95 *** 2005 A Hierarchical Non-Parametric Method for Capturing Non-Rigid Deformations
97 (relative dynamic programming [RDP])
99 Goal is to match images, as in SIFT, but this time the images can
100 be subject to non rigid transformations. They do this by finding
101 small patches that look the same, then building up bigger
102 patches. They get a tree of patches that describes each image, and
103 find the edit distance between each tree. Editing operations
104 involve a coherent shift of features, so they can accommodate local
105 shifts of patches in any direction. They get some cool results
106 over just straight correlation. Basically, they made an image
107 comparator that is resistant to multiple independent deformations.

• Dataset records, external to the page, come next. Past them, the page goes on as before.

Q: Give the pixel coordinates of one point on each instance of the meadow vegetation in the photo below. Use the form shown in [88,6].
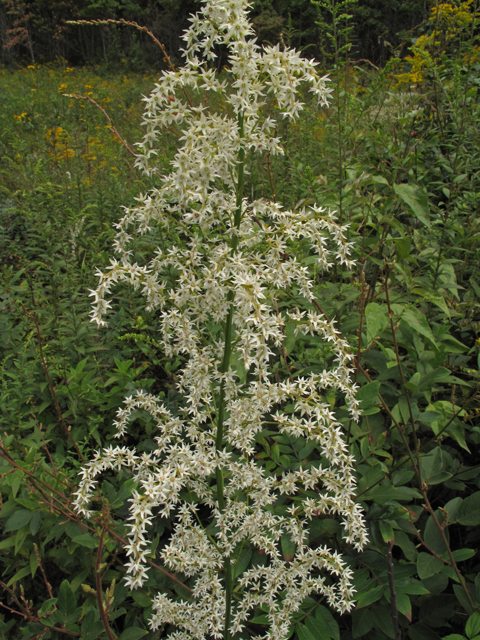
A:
[397,156]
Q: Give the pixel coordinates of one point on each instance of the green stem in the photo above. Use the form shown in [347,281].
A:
[227,354]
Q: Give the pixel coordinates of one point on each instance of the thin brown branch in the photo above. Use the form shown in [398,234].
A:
[135,25]
[33,317]
[393,594]
[101,608]
[39,560]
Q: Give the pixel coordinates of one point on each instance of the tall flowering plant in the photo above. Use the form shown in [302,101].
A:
[235,263]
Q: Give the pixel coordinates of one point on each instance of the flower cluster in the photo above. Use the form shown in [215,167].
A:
[229,272]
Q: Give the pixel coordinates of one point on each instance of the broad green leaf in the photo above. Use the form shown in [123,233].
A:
[386,531]
[368,597]
[18,520]
[385,492]
[322,613]
[318,627]
[403,246]
[434,466]
[460,555]
[418,322]
[469,512]
[433,537]
[242,563]
[19,575]
[416,200]
[376,318]
[67,602]
[362,622]
[304,633]
[368,394]
[134,633]
[383,620]
[427,380]
[7,542]
[86,540]
[472,627]
[457,431]
[412,587]
[35,522]
[406,545]
[451,508]
[428,565]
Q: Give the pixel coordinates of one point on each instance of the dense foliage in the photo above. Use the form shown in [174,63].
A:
[397,156]
[35,31]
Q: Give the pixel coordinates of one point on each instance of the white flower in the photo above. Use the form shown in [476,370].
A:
[233,267]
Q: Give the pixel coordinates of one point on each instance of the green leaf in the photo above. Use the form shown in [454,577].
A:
[318,627]
[368,394]
[132,634]
[242,563]
[288,547]
[18,520]
[35,522]
[460,555]
[437,375]
[433,467]
[385,492]
[368,597]
[322,613]
[403,246]
[452,507]
[303,633]
[86,540]
[406,545]
[428,565]
[67,602]
[469,511]
[472,627]
[416,200]
[376,318]
[418,322]
[386,531]
[290,338]
[433,537]
[362,622]
[404,605]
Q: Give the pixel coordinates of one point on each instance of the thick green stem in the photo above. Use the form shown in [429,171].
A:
[227,354]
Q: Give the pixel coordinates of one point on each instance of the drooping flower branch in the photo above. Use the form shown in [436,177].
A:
[235,261]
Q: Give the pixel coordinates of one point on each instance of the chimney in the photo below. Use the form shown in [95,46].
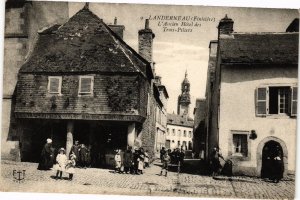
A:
[225,26]
[117,29]
[146,37]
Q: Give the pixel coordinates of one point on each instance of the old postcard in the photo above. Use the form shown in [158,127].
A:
[151,100]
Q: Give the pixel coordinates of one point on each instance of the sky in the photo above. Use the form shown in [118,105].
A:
[176,52]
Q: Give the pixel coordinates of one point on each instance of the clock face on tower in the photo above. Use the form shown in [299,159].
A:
[184,99]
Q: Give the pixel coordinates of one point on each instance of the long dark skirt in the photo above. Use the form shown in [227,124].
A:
[46,163]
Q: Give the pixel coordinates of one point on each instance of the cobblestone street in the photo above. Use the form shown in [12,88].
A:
[104,181]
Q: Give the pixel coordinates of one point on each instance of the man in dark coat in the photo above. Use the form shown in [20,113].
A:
[277,166]
[46,161]
[162,153]
[128,159]
[215,162]
[83,156]
[75,150]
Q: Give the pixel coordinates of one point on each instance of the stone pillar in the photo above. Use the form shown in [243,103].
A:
[70,130]
[131,134]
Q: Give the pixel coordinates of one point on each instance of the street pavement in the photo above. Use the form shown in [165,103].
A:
[104,181]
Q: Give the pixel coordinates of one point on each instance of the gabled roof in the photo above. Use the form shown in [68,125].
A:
[83,44]
[259,48]
[179,120]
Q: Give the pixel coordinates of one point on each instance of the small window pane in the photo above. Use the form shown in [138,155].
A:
[240,144]
[54,85]
[261,93]
[86,84]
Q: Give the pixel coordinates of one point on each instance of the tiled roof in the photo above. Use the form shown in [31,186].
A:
[260,48]
[180,120]
[83,44]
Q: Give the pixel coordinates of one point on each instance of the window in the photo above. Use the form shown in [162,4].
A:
[148,104]
[54,84]
[276,101]
[86,85]
[240,145]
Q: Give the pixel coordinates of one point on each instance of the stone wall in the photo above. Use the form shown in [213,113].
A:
[21,25]
[116,94]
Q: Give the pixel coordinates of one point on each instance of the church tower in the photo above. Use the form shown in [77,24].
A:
[184,99]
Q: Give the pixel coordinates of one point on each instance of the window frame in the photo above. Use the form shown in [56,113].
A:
[291,100]
[59,85]
[91,87]
[231,149]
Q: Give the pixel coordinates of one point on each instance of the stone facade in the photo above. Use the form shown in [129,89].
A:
[199,136]
[250,72]
[121,102]
[22,21]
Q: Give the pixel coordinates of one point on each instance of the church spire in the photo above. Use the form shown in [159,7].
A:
[184,99]
[87,5]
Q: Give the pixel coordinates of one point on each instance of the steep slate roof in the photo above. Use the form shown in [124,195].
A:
[179,120]
[83,44]
[260,48]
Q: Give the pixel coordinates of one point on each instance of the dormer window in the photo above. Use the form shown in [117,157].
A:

109 !important small regions are treated the same as unimportant
110 small regions
112 !no conception of shape
114 quote:
115 The dynamic programming procedure looks for an optimal
116 transformation that aligns the patches of both images. This
117 transformation is not a global transformation, but a composition
118 of many local transformations of sub-patches at various sizes,
119 performed one on top of the other.
121 *** 2006 Satellite Features for the Classification of Visually Similar Classes
123 Finds features that can distinguish subclasses of a class, by
124 first finding a rigid set of anchor features that are common to
125 both subclasses, then finding distinguishing features relative to
126 those subfeatures. They keep things rigid because the satellite
127 features don't have much information in and of themselves, and are
128 only informative relative to other features.
130 *** 2005 Learning a novel class from a single example by cross-generalization.
132 Let's you use a vast visual experience to generate a classifier
133 for a novel class by generating synthetic examples by replacing
134 features from the single example with features from similar
135 classes.
137 quote: feature F is likely to be useful for class C if a similar
138 feature F proved effective for a similar class C in the past.
140 Allows you to transfer the "gestalt" of a similar class to a new
141 class, by adapting all the features of the learned class that have
142 correspondence to the new class.
144 *** 2007 Semantic Hierarchies for Recognizing Objects and Parts
146 Better learning of complex objects like faces by learning each
147 piece (like nose, mouth, eye, etc) separately, then making sure
148 that the features are in plausible positions.